Good luck’s not all good in witty ‘Common Wealth’

Director and co-writer Alex de la Iglesia’s Common Wealth (aka “La Comunidad”) is something of a darker-hued update of such literally killer vintage British comedies as “Kind Hearts and Coronets” and the recently remade “The Ladykillers.” New from Ventura Distribution’s Cinema Latino line (venturadistribution.com, $19.99), it represents a deft combo of jaundiced wit and twisted suspense. It’s our ?

DVD pick of the week

Frequent Pedro Almodovar diva Carmen Maura (late of “Women on the Verge of a Nervous Breakdown”) plays Julia, a Madrid real-estate agent who lucks into a huge stash of cash hidden in a locked apartment with a long-deceased tenant.

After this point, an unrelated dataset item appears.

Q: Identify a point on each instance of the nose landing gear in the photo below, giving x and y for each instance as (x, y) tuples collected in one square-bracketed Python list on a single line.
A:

As it develops, Julia’s find is not so secret as she’d hoped: The building’s avaricious residents are well aware of the money’s existence and Julia’s discovery of the hitherto elusive treasure.

Will our resourceful heroine live long enough to escape the building and enjoy her ill-gotten gains?

Mr. de la Iglesia, who had earlier impressed audiences with his tongue-in-cheek 1995 chiller “Day of the Beast” and his equally offbeat 1997 English-language kidnap caper “Dance With the Devil” (starring Javier Bardem, Rosie Perez and James Gandolfini), here fashions a fun, frantic fable about the self-destructive power of all-consuming greed.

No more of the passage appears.